The Premier also mentioned that since this and other recent meetings with Western Sydney's mayors, there was a "far more productive and collaborative approach to new housing" and other topics vital to the region.

"The mayors of Western Sydney are not NIMBYs. All the hard work on housing supply and affordability has taken place in Western Sydney."

WSROC’s advocacy is increasingly focused on impressing on all levels of government of the need for and benefits from working in partnership.

With the integration of the Cities Commission into the Department of Planning under the Minns Government especially, the time is ripe for collective progress.

We extend our invitation to the NSW and Commonwealth governments to collaborate with WSROC in crafting solutions to the many pressing issues confronting Greater Western Sydney.

These include addressing housing shortages, enhancing public transport accessibility, managing energy and waste sustainably, and tackling the challenges of extreme heat in Western and South-Western Sydney, among other concerns that directly impact our economy, environment, and society.

There’s no doubt that collaborative partnerships can bring substantial benefits to our member councils.

Such an approach has recently resulted in nine Western Sydney councils saving an additional $34 million in street lighting energy costs over the next five years,

This result was the outcome of a joint submission by WSROC councils and environmental consultancy Ironbark Sustainability to the Australian Energy Regulator (AER) in response to proposed council street lighting tariffs by Endeavour Energy for the 2024-2029 period.

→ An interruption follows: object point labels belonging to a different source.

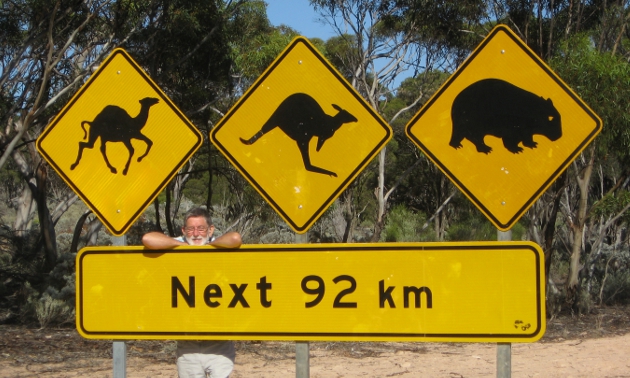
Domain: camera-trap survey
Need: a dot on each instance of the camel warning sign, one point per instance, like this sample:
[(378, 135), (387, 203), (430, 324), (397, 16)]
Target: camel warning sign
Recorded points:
[(118, 142), (301, 134), (503, 127)]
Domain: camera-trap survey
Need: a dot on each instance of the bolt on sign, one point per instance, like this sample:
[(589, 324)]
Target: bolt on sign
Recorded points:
[(446, 292), (503, 127), (301, 134), (118, 142)]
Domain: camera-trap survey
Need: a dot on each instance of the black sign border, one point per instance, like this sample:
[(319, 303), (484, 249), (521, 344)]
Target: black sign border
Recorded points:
[(345, 183), (169, 177), (357, 248), (519, 213)]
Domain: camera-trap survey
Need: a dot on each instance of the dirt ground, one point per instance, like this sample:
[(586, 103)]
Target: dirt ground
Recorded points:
[(594, 345)]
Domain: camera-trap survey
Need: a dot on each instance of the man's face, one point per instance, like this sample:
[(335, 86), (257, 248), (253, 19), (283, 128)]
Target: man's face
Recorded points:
[(196, 231)]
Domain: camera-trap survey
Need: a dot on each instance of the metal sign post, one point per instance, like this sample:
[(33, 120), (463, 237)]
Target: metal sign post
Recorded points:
[(504, 350), (120, 347), (302, 358)]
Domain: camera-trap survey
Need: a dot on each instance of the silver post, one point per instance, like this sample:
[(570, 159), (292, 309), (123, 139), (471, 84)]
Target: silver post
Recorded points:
[(504, 350), (120, 347), (302, 363)]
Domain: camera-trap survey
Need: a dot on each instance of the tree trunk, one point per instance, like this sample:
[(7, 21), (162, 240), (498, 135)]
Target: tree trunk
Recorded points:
[(579, 223), (46, 225), (25, 211), (380, 197)]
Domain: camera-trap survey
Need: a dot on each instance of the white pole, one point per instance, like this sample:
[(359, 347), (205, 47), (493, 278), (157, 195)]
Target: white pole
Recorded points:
[(120, 347), (302, 363), (504, 350)]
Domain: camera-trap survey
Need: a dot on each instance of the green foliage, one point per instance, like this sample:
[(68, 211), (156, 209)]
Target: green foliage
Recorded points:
[(403, 225), (475, 228), (611, 204), (603, 82)]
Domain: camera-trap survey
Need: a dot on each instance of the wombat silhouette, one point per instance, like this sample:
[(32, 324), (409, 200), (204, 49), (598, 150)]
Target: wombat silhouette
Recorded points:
[(498, 108), (114, 124), (301, 118)]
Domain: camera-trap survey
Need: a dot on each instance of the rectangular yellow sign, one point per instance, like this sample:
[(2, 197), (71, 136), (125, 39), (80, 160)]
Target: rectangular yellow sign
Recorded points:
[(470, 292)]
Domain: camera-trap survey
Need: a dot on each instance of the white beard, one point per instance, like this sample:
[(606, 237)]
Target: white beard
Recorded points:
[(197, 240)]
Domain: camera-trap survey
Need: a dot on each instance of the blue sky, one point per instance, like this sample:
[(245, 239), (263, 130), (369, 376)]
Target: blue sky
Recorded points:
[(299, 15)]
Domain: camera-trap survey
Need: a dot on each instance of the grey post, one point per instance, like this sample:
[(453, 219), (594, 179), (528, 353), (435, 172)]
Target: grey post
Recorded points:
[(120, 347), (504, 350), (302, 363)]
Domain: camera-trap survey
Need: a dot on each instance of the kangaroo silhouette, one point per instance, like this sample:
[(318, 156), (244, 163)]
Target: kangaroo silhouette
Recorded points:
[(301, 118), (114, 124)]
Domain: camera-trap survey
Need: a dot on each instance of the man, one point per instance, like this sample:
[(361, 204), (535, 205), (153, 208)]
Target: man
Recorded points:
[(195, 359)]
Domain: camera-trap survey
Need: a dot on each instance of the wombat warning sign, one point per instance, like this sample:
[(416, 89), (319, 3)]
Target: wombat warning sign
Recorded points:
[(503, 127), (497, 108)]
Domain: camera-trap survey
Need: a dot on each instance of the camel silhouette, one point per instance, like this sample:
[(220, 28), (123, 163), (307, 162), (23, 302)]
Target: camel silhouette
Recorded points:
[(114, 124), (301, 118)]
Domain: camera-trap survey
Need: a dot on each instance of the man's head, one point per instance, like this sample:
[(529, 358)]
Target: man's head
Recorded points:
[(198, 227)]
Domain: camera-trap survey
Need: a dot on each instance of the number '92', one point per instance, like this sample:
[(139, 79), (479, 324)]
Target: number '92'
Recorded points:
[(314, 285)]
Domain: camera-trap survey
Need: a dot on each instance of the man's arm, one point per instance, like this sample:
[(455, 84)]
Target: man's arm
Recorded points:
[(227, 240), (157, 240)]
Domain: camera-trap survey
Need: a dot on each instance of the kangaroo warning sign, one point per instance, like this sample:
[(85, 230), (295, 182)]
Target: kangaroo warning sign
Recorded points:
[(301, 134), (503, 127), (118, 142), (445, 292)]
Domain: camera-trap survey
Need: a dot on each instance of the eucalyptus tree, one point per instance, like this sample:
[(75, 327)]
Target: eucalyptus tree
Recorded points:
[(390, 38)]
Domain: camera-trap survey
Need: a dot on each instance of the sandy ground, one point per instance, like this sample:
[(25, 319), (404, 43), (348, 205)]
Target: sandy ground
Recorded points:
[(595, 346), (603, 357)]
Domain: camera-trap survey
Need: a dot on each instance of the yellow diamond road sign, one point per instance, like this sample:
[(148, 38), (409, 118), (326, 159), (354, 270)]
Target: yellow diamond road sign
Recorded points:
[(503, 127), (118, 142), (300, 134)]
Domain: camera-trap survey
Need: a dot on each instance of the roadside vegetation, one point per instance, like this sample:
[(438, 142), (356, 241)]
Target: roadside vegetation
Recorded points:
[(205, 55)]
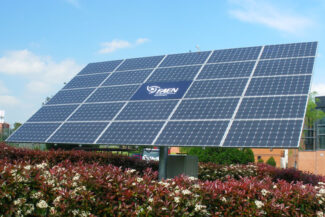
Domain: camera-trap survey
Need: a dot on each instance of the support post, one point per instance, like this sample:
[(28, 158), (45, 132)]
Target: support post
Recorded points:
[(163, 154)]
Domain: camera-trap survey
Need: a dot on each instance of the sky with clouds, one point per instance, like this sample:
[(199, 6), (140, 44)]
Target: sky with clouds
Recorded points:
[(45, 43)]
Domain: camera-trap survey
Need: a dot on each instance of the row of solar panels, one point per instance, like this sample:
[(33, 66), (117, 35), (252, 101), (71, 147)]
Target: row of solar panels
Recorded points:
[(250, 108), (283, 85), (227, 55), (263, 133), (212, 71)]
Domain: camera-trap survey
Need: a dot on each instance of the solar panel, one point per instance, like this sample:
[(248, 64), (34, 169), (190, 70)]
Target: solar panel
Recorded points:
[(227, 70), (86, 81), (242, 97), (174, 74), (96, 112), (114, 93), (70, 96), (185, 59), (100, 67), (52, 113), (142, 133), (127, 77), (78, 133)]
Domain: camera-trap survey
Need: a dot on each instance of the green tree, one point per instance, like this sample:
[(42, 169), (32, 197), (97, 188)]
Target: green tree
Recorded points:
[(271, 161), (313, 114)]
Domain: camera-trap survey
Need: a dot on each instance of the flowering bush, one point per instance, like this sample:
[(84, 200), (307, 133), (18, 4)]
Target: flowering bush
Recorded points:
[(53, 157), (104, 190)]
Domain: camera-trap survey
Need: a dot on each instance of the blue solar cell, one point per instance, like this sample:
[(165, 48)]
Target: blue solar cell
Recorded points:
[(206, 109), (227, 70), (33, 132), (192, 133), (71, 96), (78, 133), (140, 63), (131, 133), (185, 59), (127, 77), (284, 67), (174, 74), (279, 85), (96, 112), (53, 113), (272, 133), (272, 107), (86, 81), (152, 110), (100, 67), (115, 93), (289, 50), (217, 88), (237, 54)]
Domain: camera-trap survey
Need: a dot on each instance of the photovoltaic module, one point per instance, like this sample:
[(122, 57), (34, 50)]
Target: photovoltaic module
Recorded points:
[(243, 97)]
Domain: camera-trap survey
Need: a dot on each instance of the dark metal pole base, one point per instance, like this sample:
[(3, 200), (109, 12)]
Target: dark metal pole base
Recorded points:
[(163, 154)]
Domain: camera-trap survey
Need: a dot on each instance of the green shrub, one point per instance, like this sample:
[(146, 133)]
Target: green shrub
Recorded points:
[(271, 162)]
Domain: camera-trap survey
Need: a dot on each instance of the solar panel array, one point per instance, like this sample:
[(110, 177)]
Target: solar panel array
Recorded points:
[(244, 97)]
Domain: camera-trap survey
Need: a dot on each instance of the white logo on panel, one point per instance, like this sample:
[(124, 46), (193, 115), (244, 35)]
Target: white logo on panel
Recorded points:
[(158, 91)]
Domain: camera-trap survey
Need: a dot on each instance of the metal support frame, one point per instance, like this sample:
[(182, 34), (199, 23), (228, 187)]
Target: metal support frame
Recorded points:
[(163, 154)]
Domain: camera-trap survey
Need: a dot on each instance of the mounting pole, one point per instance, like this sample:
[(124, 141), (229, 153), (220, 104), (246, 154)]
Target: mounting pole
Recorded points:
[(163, 154)]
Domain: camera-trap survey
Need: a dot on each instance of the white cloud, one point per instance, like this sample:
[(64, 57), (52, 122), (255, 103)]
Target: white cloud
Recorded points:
[(319, 88), (3, 88), (8, 101), (109, 47), (41, 73), (262, 12), (141, 40), (116, 44), (74, 3)]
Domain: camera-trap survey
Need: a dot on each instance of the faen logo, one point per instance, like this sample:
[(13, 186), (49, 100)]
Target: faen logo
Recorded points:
[(158, 91)]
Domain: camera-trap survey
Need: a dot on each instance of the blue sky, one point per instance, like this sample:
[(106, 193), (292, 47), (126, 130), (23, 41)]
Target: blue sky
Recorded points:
[(45, 43)]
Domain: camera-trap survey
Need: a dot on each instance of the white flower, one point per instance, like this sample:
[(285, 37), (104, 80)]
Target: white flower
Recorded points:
[(76, 177), (75, 212), (192, 178), (259, 204), (130, 171), (199, 207), (196, 186), (30, 208), (52, 210), (27, 167), (264, 192), (320, 214), (36, 195), (41, 166), (19, 201), (42, 204), (57, 200), (186, 192)]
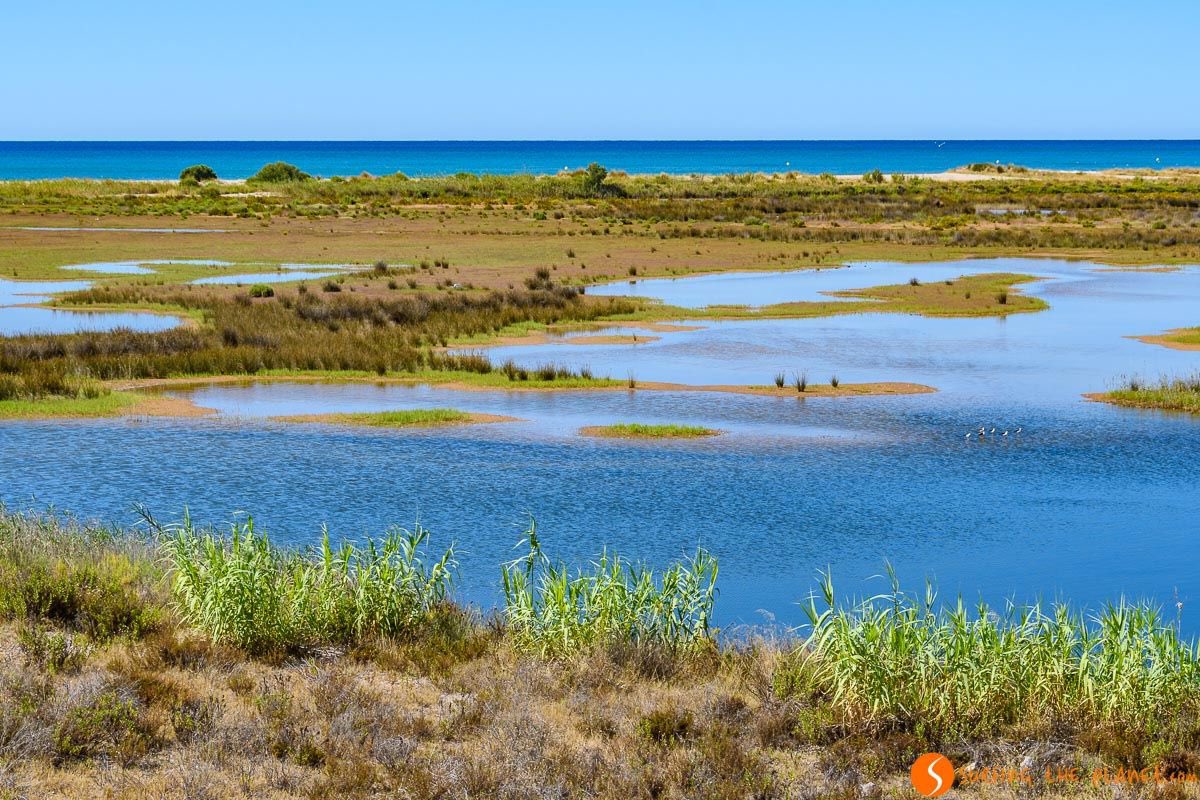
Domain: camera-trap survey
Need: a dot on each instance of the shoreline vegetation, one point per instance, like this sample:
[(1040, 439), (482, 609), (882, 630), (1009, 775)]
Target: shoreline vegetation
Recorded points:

In our submission to the AER, WSROC and Ironbark challenged Endeavour Energy’s cost estimates for the maintenance of its streetlighting network in Western Sydney.

This had immediate effect.

Endeavour Energy, to their credit, worked with WSROC, Ironbark and the AER to make changes to the streetlight tariffs, reducing the overall cost to councils by $34 million.

More information about that excellent result can be seen here

Meanwhile, co-design of Greater Sydney’s first coordinated plan for addressing heat risk has continued under the Greater Sydney Heat Taskforce.

The Plan’s detail is not due to be released until the second half of 2024, however WSROC has seen enormous value in bringing together diverse stakeholders to workshop the collective challenges we face.

The most rewarding part of this process has been observing new networks and partnerships bloom between state and federal agencies, councils as well as industry and community stakeholders.

An early piece of work from one of our Taskforce partners is the ‘Burning Money Report’ released by the Committee for Sydney on 18 March.

The report addresses a key need identified by the Taskforce – better quantifying the economic impacts of heat on our city.

According to the report, heatwaves are costing $1.6 billion annually in health, energy and productivity losses in Western Sydney — and it will only get worse.

‘Burning Money’ finds Western Sydney experiences 10 days a year above 35C - a figure expected to double by the 2070s.

Partly due to geographical differences, suburbs in Western Sydney are typically 6C to 10C hotter than coastal suburbs during heatwaves.

Sam Kernaghan, from the Committee for Sydney which commissioned the report, said heatwaves were making Sydney's west less liveable and more expensive.

The report makes five key recommendations:

  • Appoint a lead agency to deliver integrated heatwave adaptation.
  • Integrate heatwave risk into a new Disaster Adaptation Plans across Greater Sydney.
  • Embed the economic costs of heatwaves in the next NSW Intergenerational Report.
  • Explore heatwave insurance options for business and households.
  • Accelerate action on Decarbonising Sydney and NSW.

I would particularly like to commend WSROC’s ‘Turn Down the Heat’ project team members whose excellent work has greatly strengthened the report.